Rhonda Wettlaufer, my first girlfriend, cried a lot when she was in grade 1 so I was occasionally asked to walk her home during school hours. Her parents ran the corner store and Rhonda’s mother gave me candy in exchange for her daughter.
I returned the favour by skillfully stealing my first comic book right from under her nose. However, I didn’t even get to the end of the first story. After taking two steps into the house Mother spotted the comic, asked me where I got it, smelled something fishy about my reply and marched me back to the store in very short order. I made my first tearful public apology to a shopkeeper. (It wouldn’t be my last.)
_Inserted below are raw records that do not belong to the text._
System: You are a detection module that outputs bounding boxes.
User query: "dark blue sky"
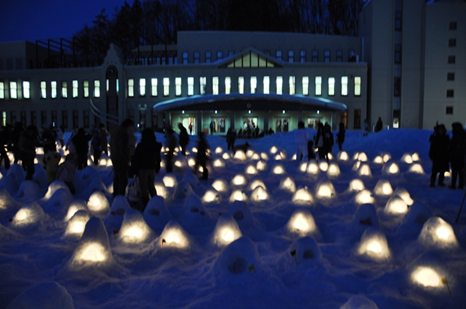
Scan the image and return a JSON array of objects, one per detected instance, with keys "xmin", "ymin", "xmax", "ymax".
[{"xmin": 0, "ymin": 0, "xmax": 128, "ymax": 42}]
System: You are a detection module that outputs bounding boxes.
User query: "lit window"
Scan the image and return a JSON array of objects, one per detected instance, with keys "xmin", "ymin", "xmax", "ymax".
[
  {"xmin": 354, "ymin": 76, "xmax": 361, "ymax": 96},
  {"xmin": 83, "ymin": 80, "xmax": 90, "ymax": 98},
  {"xmin": 212, "ymin": 76, "xmax": 218, "ymax": 94},
  {"xmin": 61, "ymin": 80, "xmax": 68, "ymax": 99},
  {"xmin": 94, "ymin": 79, "xmax": 100, "ymax": 98},
  {"xmin": 238, "ymin": 76, "xmax": 244, "ymax": 94},
  {"xmin": 72, "ymin": 80, "xmax": 79, "ymax": 99},
  {"xmin": 264, "ymin": 76, "xmax": 270, "ymax": 94},
  {"xmin": 199, "ymin": 76, "xmax": 207, "ymax": 94},
  {"xmin": 150, "ymin": 78, "xmax": 157, "ymax": 97},
  {"xmin": 188, "ymin": 77, "xmax": 194, "ymax": 95},
  {"xmin": 10, "ymin": 82, "xmax": 18, "ymax": 99},
  {"xmin": 303, "ymin": 76, "xmax": 309, "ymax": 95},
  {"xmin": 23, "ymin": 81, "xmax": 31, "ymax": 99},
  {"xmin": 40, "ymin": 81, "xmax": 47, "ymax": 99},
  {"xmin": 128, "ymin": 78, "xmax": 134, "ymax": 97},
  {"xmin": 315, "ymin": 76, "xmax": 322, "ymax": 95},
  {"xmin": 139, "ymin": 78, "xmax": 146, "ymax": 97},
  {"xmin": 50, "ymin": 81, "xmax": 57, "ymax": 99},
  {"xmin": 175, "ymin": 77, "xmax": 181, "ymax": 97},
  {"xmin": 289, "ymin": 76, "xmax": 296, "ymax": 95},
  {"xmin": 328, "ymin": 77, "xmax": 335, "ymax": 95},
  {"xmin": 225, "ymin": 76, "xmax": 231, "ymax": 94},
  {"xmin": 163, "ymin": 77, "xmax": 170, "ymax": 97},
  {"xmin": 341, "ymin": 76, "xmax": 348, "ymax": 96},
  {"xmin": 251, "ymin": 76, "xmax": 257, "ymax": 93}
]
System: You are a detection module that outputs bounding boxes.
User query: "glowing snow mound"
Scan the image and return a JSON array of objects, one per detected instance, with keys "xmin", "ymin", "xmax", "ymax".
[
  {"xmin": 340, "ymin": 295, "xmax": 379, "ymax": 309},
  {"xmin": 110, "ymin": 195, "xmax": 131, "ymax": 215},
  {"xmin": 358, "ymin": 227, "xmax": 390, "ymax": 260},
  {"xmin": 418, "ymin": 216, "xmax": 458, "ymax": 249},
  {"xmin": 117, "ymin": 208, "xmax": 154, "ymax": 244},
  {"xmin": 211, "ymin": 213, "xmax": 243, "ymax": 247},
  {"xmin": 278, "ymin": 176, "xmax": 296, "ymax": 193},
  {"xmin": 286, "ymin": 209, "xmax": 317, "ymax": 237},
  {"xmin": 6, "ymin": 281, "xmax": 74, "ymax": 309},
  {"xmin": 291, "ymin": 187, "xmax": 314, "ymax": 206},
  {"xmin": 67, "ymin": 217, "xmax": 114, "ymax": 271},
  {"xmin": 374, "ymin": 179, "xmax": 393, "ymax": 196},
  {"xmin": 64, "ymin": 209, "xmax": 91, "ymax": 239}
]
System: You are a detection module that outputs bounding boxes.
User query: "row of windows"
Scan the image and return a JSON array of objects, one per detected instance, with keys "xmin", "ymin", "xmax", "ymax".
[{"xmin": 0, "ymin": 76, "xmax": 361, "ymax": 99}]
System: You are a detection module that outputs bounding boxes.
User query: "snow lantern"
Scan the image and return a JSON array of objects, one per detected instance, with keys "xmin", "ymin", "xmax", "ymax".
[
  {"xmin": 233, "ymin": 150, "xmax": 247, "ymax": 161},
  {"xmin": 230, "ymin": 190, "xmax": 248, "ymax": 202},
  {"xmin": 212, "ymin": 178, "xmax": 230, "ymax": 193},
  {"xmin": 272, "ymin": 164, "xmax": 286, "ymax": 175},
  {"xmin": 358, "ymin": 227, "xmax": 390, "ymax": 260},
  {"xmin": 117, "ymin": 208, "xmax": 153, "ymax": 244},
  {"xmin": 337, "ymin": 150, "xmax": 349, "ymax": 162},
  {"xmin": 291, "ymin": 187, "xmax": 314, "ymax": 204},
  {"xmin": 354, "ymin": 189, "xmax": 375, "ymax": 204},
  {"xmin": 213, "ymin": 158, "xmax": 225, "ymax": 168},
  {"xmin": 358, "ymin": 164, "xmax": 372, "ymax": 177},
  {"xmin": 316, "ymin": 181, "xmax": 335, "ymax": 199},
  {"xmin": 374, "ymin": 179, "xmax": 393, "ymax": 196},
  {"xmin": 87, "ymin": 191, "xmax": 110, "ymax": 217},
  {"xmin": 286, "ymin": 209, "xmax": 317, "ymax": 236},
  {"xmin": 211, "ymin": 213, "xmax": 242, "ymax": 247},
  {"xmin": 65, "ymin": 209, "xmax": 91, "ymax": 238},
  {"xmin": 278, "ymin": 176, "xmax": 296, "ymax": 193},
  {"xmin": 384, "ymin": 195, "xmax": 408, "ymax": 215},
  {"xmin": 418, "ymin": 216, "xmax": 458, "ymax": 249},
  {"xmin": 162, "ymin": 174, "xmax": 178, "ymax": 188},
  {"xmin": 256, "ymin": 160, "xmax": 267, "ymax": 171},
  {"xmin": 348, "ymin": 178, "xmax": 365, "ymax": 192}
]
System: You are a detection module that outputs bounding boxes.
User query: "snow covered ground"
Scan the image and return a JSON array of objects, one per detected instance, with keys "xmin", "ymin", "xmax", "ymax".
[{"xmin": 0, "ymin": 129, "xmax": 466, "ymax": 308}]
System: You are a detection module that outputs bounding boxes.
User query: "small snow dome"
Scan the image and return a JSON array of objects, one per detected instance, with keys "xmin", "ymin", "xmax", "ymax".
[
  {"xmin": 211, "ymin": 213, "xmax": 242, "ymax": 247},
  {"xmin": 384, "ymin": 195, "xmax": 408, "ymax": 215},
  {"xmin": 348, "ymin": 178, "xmax": 365, "ymax": 192},
  {"xmin": 354, "ymin": 189, "xmax": 375, "ymax": 204},
  {"xmin": 64, "ymin": 209, "xmax": 91, "ymax": 238},
  {"xmin": 117, "ymin": 208, "xmax": 153, "ymax": 244},
  {"xmin": 291, "ymin": 187, "xmax": 314, "ymax": 205},
  {"xmin": 286, "ymin": 209, "xmax": 317, "ymax": 236},
  {"xmin": 418, "ymin": 216, "xmax": 458, "ymax": 249},
  {"xmin": 278, "ymin": 176, "xmax": 296, "ymax": 193},
  {"xmin": 162, "ymin": 174, "xmax": 178, "ymax": 188},
  {"xmin": 87, "ymin": 191, "xmax": 110, "ymax": 218},
  {"xmin": 374, "ymin": 179, "xmax": 393, "ymax": 196},
  {"xmin": 358, "ymin": 227, "xmax": 390, "ymax": 260}
]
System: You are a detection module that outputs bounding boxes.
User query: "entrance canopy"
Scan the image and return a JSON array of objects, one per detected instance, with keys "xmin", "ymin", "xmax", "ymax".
[{"xmin": 153, "ymin": 93, "xmax": 347, "ymax": 113}]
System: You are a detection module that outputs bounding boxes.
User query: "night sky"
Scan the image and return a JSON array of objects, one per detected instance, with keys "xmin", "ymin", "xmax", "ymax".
[{"xmin": 0, "ymin": 0, "xmax": 128, "ymax": 42}]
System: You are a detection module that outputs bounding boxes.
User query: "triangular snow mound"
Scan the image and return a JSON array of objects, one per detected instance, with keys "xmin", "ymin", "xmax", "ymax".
[
  {"xmin": 11, "ymin": 201, "xmax": 47, "ymax": 228},
  {"xmin": 87, "ymin": 191, "xmax": 110, "ymax": 218},
  {"xmin": 117, "ymin": 209, "xmax": 155, "ymax": 244},
  {"xmin": 211, "ymin": 236, "xmax": 264, "ymax": 281},
  {"xmin": 418, "ymin": 216, "xmax": 458, "ymax": 249},
  {"xmin": 67, "ymin": 217, "xmax": 114, "ymax": 271},
  {"xmin": 6, "ymin": 282, "xmax": 74, "ymax": 309},
  {"xmin": 173, "ymin": 181, "xmax": 194, "ymax": 199},
  {"xmin": 42, "ymin": 188, "xmax": 73, "ymax": 216},
  {"xmin": 63, "ymin": 209, "xmax": 91, "ymax": 239},
  {"xmin": 278, "ymin": 176, "xmax": 296, "ymax": 193},
  {"xmin": 0, "ymin": 187, "xmax": 21, "ymax": 215},
  {"xmin": 357, "ymin": 227, "xmax": 390, "ymax": 261},
  {"xmin": 340, "ymin": 295, "xmax": 379, "ymax": 309},
  {"xmin": 110, "ymin": 195, "xmax": 131, "ymax": 215},
  {"xmin": 143, "ymin": 196, "xmax": 172, "ymax": 229},
  {"xmin": 210, "ymin": 213, "xmax": 243, "ymax": 247},
  {"xmin": 15, "ymin": 180, "xmax": 43, "ymax": 203},
  {"xmin": 286, "ymin": 209, "xmax": 319, "ymax": 237}
]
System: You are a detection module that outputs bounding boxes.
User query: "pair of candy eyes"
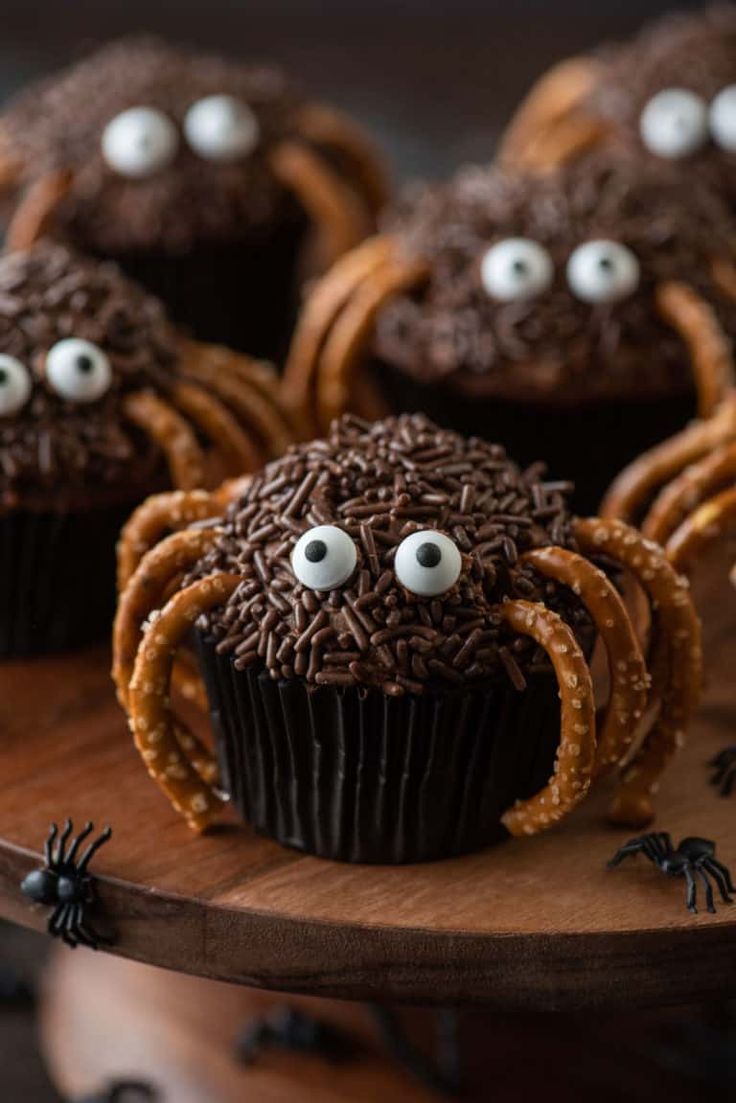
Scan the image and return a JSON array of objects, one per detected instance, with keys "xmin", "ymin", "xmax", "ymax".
[
  {"xmin": 0, "ymin": 338, "xmax": 113, "ymax": 417},
  {"xmin": 291, "ymin": 525, "xmax": 462, "ymax": 598},
  {"xmin": 102, "ymin": 96, "xmax": 260, "ymax": 180},
  {"xmin": 639, "ymin": 84, "xmax": 736, "ymax": 161},
  {"xmin": 480, "ymin": 237, "xmax": 639, "ymax": 303}
]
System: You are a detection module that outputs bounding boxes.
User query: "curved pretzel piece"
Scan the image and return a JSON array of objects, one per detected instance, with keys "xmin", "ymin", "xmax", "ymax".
[
  {"xmin": 171, "ymin": 381, "xmax": 262, "ymax": 475},
  {"xmin": 184, "ymin": 342, "xmax": 294, "ymax": 454},
  {"xmin": 600, "ymin": 392, "xmax": 736, "ymax": 521},
  {"xmin": 522, "ymin": 547, "xmax": 649, "ymax": 778},
  {"xmin": 296, "ymin": 104, "xmax": 391, "ymax": 215},
  {"xmin": 117, "ymin": 490, "xmax": 222, "ymax": 591},
  {"xmin": 122, "ymin": 390, "xmax": 206, "ymax": 490},
  {"xmin": 282, "ymin": 237, "xmax": 394, "ymax": 435},
  {"xmin": 655, "ymin": 280, "xmax": 736, "ymax": 418},
  {"xmin": 129, "ymin": 575, "xmax": 241, "ymax": 832},
  {"xmin": 575, "ymin": 517, "xmax": 703, "ymax": 827},
  {"xmin": 270, "ymin": 141, "xmax": 372, "ymax": 267},
  {"xmin": 6, "ymin": 169, "xmax": 74, "ymax": 253},
  {"xmin": 664, "ymin": 486, "xmax": 736, "ymax": 574},
  {"xmin": 495, "ymin": 601, "xmax": 596, "ymax": 835},
  {"xmin": 497, "ymin": 56, "xmax": 607, "ymax": 170},
  {"xmin": 317, "ymin": 257, "xmax": 427, "ymax": 431},
  {"xmin": 641, "ymin": 441, "xmax": 736, "ymax": 545}
]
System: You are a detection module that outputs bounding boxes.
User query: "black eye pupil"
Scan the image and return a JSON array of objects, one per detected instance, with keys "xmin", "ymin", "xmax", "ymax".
[
  {"xmin": 305, "ymin": 540, "xmax": 327, "ymax": 563},
  {"xmin": 416, "ymin": 542, "xmax": 442, "ymax": 567}
]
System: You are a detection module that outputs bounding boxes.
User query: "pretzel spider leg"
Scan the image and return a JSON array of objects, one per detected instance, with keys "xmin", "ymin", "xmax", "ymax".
[
  {"xmin": 575, "ymin": 517, "xmax": 703, "ymax": 827},
  {"xmin": 6, "ymin": 169, "xmax": 74, "ymax": 253},
  {"xmin": 129, "ymin": 575, "xmax": 241, "ymax": 832},
  {"xmin": 655, "ymin": 280, "xmax": 736, "ymax": 418},
  {"xmin": 522, "ymin": 547, "xmax": 649, "ymax": 778},
  {"xmin": 296, "ymin": 104, "xmax": 391, "ymax": 215},
  {"xmin": 494, "ymin": 601, "xmax": 596, "ymax": 835}
]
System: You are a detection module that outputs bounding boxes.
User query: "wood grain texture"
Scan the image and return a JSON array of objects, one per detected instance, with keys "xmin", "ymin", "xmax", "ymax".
[{"xmin": 0, "ymin": 560, "xmax": 736, "ymax": 1009}]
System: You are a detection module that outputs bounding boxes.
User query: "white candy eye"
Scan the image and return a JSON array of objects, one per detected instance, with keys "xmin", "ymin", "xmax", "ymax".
[
  {"xmin": 708, "ymin": 84, "xmax": 736, "ymax": 153},
  {"xmin": 480, "ymin": 237, "xmax": 554, "ymax": 302},
  {"xmin": 394, "ymin": 529, "xmax": 462, "ymax": 598},
  {"xmin": 0, "ymin": 353, "xmax": 31, "ymax": 417},
  {"xmin": 184, "ymin": 96, "xmax": 260, "ymax": 162},
  {"xmin": 46, "ymin": 338, "xmax": 113, "ymax": 403},
  {"xmin": 639, "ymin": 88, "xmax": 708, "ymax": 161},
  {"xmin": 567, "ymin": 239, "xmax": 639, "ymax": 302},
  {"xmin": 103, "ymin": 107, "xmax": 179, "ymax": 180},
  {"xmin": 291, "ymin": 525, "xmax": 358, "ymax": 590}
]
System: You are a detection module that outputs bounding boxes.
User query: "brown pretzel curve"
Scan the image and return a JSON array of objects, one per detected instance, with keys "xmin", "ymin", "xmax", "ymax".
[
  {"xmin": 575, "ymin": 517, "xmax": 703, "ymax": 827},
  {"xmin": 494, "ymin": 600, "xmax": 596, "ymax": 835},
  {"xmin": 522, "ymin": 547, "xmax": 649, "ymax": 778},
  {"xmin": 129, "ymin": 575, "xmax": 241, "ymax": 832}
]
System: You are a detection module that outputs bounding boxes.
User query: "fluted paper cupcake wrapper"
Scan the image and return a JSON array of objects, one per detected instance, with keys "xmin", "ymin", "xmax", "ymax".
[
  {"xmin": 0, "ymin": 503, "xmax": 132, "ymax": 657},
  {"xmin": 200, "ymin": 640, "xmax": 559, "ymax": 865}
]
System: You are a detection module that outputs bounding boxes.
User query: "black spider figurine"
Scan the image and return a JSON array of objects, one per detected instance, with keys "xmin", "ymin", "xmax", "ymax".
[
  {"xmin": 21, "ymin": 820, "xmax": 113, "ymax": 950},
  {"xmin": 708, "ymin": 747, "xmax": 736, "ymax": 796},
  {"xmin": 608, "ymin": 831, "xmax": 736, "ymax": 912}
]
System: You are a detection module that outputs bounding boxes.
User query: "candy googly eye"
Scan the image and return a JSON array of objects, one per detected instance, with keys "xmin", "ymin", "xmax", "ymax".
[
  {"xmin": 394, "ymin": 529, "xmax": 462, "ymax": 598},
  {"xmin": 46, "ymin": 338, "xmax": 113, "ymax": 403},
  {"xmin": 708, "ymin": 84, "xmax": 736, "ymax": 153},
  {"xmin": 480, "ymin": 237, "xmax": 554, "ymax": 302},
  {"xmin": 184, "ymin": 96, "xmax": 260, "ymax": 163},
  {"xmin": 102, "ymin": 107, "xmax": 179, "ymax": 180},
  {"xmin": 567, "ymin": 239, "xmax": 639, "ymax": 302},
  {"xmin": 639, "ymin": 88, "xmax": 708, "ymax": 161},
  {"xmin": 291, "ymin": 525, "xmax": 358, "ymax": 590},
  {"xmin": 0, "ymin": 354, "xmax": 32, "ymax": 417}
]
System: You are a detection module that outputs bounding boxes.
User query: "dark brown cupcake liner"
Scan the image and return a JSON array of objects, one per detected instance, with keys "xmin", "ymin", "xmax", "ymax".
[
  {"xmin": 199, "ymin": 639, "xmax": 559, "ymax": 865},
  {"xmin": 375, "ymin": 362, "xmax": 695, "ymax": 515},
  {"xmin": 0, "ymin": 503, "xmax": 135, "ymax": 657}
]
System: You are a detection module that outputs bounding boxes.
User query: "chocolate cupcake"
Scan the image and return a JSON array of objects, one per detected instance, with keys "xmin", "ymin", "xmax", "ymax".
[
  {"xmin": 114, "ymin": 415, "xmax": 700, "ymax": 863},
  {"xmin": 286, "ymin": 154, "xmax": 736, "ymax": 511},
  {"xmin": 499, "ymin": 4, "xmax": 736, "ymax": 198},
  {"xmin": 0, "ymin": 243, "xmax": 289, "ymax": 655},
  {"xmin": 0, "ymin": 39, "xmax": 386, "ymax": 356}
]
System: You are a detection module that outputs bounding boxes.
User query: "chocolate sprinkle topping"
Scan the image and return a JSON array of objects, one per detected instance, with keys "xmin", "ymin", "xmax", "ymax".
[
  {"xmin": 375, "ymin": 151, "xmax": 736, "ymax": 405},
  {"xmin": 191, "ymin": 415, "xmax": 589, "ymax": 695}
]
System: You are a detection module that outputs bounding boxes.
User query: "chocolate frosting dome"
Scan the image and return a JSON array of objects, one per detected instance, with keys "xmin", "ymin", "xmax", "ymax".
[
  {"xmin": 192, "ymin": 415, "xmax": 589, "ymax": 695},
  {"xmin": 0, "ymin": 38, "xmax": 300, "ymax": 254},
  {"xmin": 375, "ymin": 151, "xmax": 736, "ymax": 404},
  {"xmin": 0, "ymin": 243, "xmax": 178, "ymax": 507}
]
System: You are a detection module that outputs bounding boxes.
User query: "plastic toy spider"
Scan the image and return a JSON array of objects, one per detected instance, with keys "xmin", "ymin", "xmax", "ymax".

When I wasn’t ripping off local merchants I was climbing on rafters or high stacks of feedbags at the local Co-op mill where my dad worked, looking at the pigs in our barn, running from snakes in our backyard, throwing stones at passing cars, kicking slats out of the upper bunk causing it to crash on my head, covering myself with bright red lipstick, frightening the life out of my mother (who thought I was bleeding to death), eating mud pies under the back steps of the house with my sisters, licking blocks of salt (cowlicks) in the field behind our yard, telling mother I didn’t like my name and fussing about a new one, climbing into a large round hot-air vent after my father told me not to, getting stuck, crying for help, or making sharp tin swords with Danny Bucholtz on his dad’s eavestrough machine - sharp enough to cut through a corn stalk.
Though I sometimes wonder how I survived long enough to blow out seven candles I wouldn’t change a thing.